Dengan mengintegrasikan rencana pengembangan energi terbarukan ke dalam RTRW, proses pengadaan lahan akan jauh lebih efisien dan terarah. Hal ini akan mempermudah perizinan proyek-proyek besar, mempercepat pembangunan infrastruktur, dan memastikan kepastian hukum bagi investor. Lebih lanjut, integrasi ini akan memungkinkan penggabungan proyek-proyek yang berdekatan, mengurangi kompleksitas administrasi dan biaya. Saat ini, kebanyakan RTRW belum mengakomodasi hal ini secara spesifik, sehingga diperlukan revisi dan penyempurnaan dokumen perencanaan wilayah tersebut.
Studi IESR juga mengidentifikasi enam wilayah unggulan untuk pengembangan energi terbarukan:
- PLTS: Papua dan Kalimantan memiliki konsentrasi tertinggi.
- PLTB: Maluku, Papua, dan Sulawesi Selatan memiliki potensi optimal.
- PLTM: Sumatera Barat dan Sumatera Utara memiliki potensi terbesar.
Martha Jesica Mendrofa menambahkan, jika pengembangan energi terbarukan tidak diakomodasi dalam RTRW, maka diskusi dan proses perizinan akan membutuhkan koordinasi yang kompleks dan memakan waktu. Kejelasan penggunaan lahan dalam RTRW akan menjadi acuan utama dalam menentukan kelayakan pembangunan proyek energi terbarukan di suatu wilayah, mencegah tumpang tindih dan konflik kepentingan.
Kesimpulannya, integrasi perencanaan energi terbarukan dalam RTRW merupakan langkah krusial untuk mempercepat transisi energi di Indonesia. Dengan perencanaan yang terintegrasi dan terukur, potensi energi terbarukan yang melimpah dapat direalisasikan secara optimal, mendorong pertumbuhan ekonomi, dan berkontribusi pada keberlanjutan lingkungan.

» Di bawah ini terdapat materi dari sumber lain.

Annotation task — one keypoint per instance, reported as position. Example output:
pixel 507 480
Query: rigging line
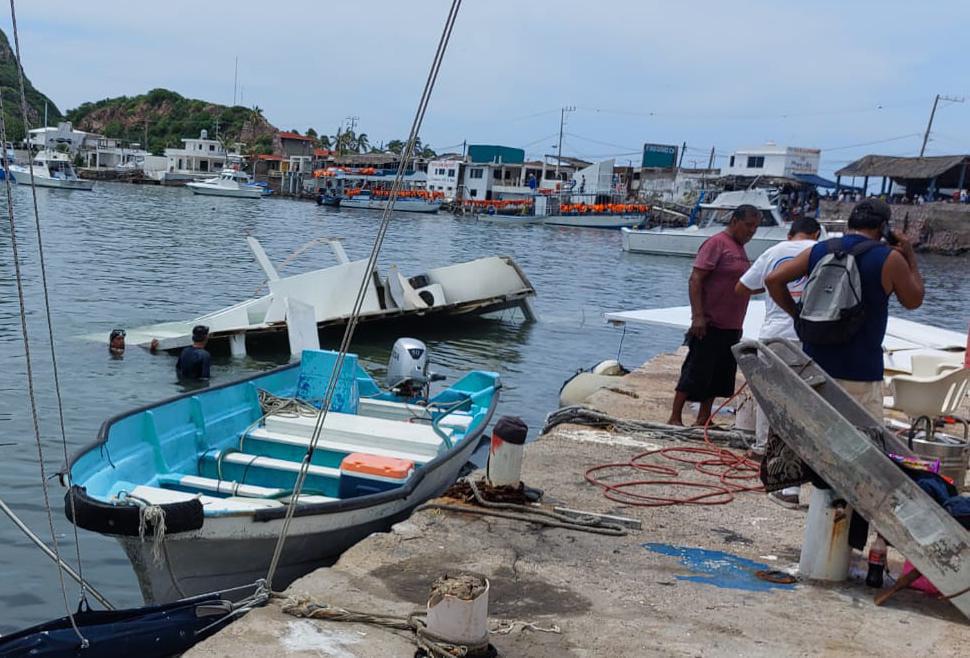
pixel 601 143
pixel 361 293
pixel 47 309
pixel 31 395
pixel 879 141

Potensi proyek energi terbarukan yang layak secara finansial diproyeksikan akan terus meningkat seiring dengan perbaikan regulasi, infrastruktur, dan penurunan biaya modal. Hal ini menuntut komitmen kuat dari pemerintah dan pemangku kepentingan terkait untuk mewujudkan integrasi tersebut dalam rangka mencapai target energi terbarukan nasional.